Il suono è incorporato, reso elettronicamente ed emesso nuovamente: non è infatti strumento musicale ma scultura sonora, non ci chiede d’esser suonata ma di risuonare insieme a lei manipolando una materia tattile. Da qui si origina l’innesto per uno scambio simultaneo in cui ogni stato emotivo trova la sua configurazione, per cui si riconosce al dispositivo uno statuto vitale, la presenza di una genetica che gli permette di rispondere.

“E’ necessario che l’opera metta in atto una percezione emotiva, che permetta all’intenzione contenuta nel nucleo della struttura di arrivare a produrre senso. All’abbattimento delle sovrastrutture, deve seguire l’apertura di un altro nucleo di pensiero attraverso il quale poter elaborare qualcosa di nuovo che senza di essa non avrebbe potuto esserci”; è nelle parole dei suoi ideatori che scopriamo nell’opera un senso ancora più profondo: è l’empatia, il “sentire dentro”, che ne rappresenta la fonte, un’empatia che presuppone l’apertura da parte dello spettatore, la sua predisposizione ad ascoltare e ad ascoltarsi, a rendersi innesto vivo per l’esplorazione di un se inedito e autentico.

Essa va al di là del contatto stesso, lo comprende e lo attraversa, diviene linfa prima dell’intero processo emozionale: traducendosi come “interno sentire” elegge la scultura a mezzo in grado di azionare un dialogo, un sincrono, una riscoperta.
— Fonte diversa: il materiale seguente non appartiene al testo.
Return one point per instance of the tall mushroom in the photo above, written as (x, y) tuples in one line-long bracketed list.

Originatasi come luogo di confluenza, influenza e fusione fra musica e scultura, “Piano di curve sonore” è pronta a confrontarsi con stimoli sempre nuovi non solo attraverso la continua interazione con un pubblico partecipante ma anche nella volontà di confrontarsi con forme artistiche sempre nuove: la danza, la pittura, la letteratura.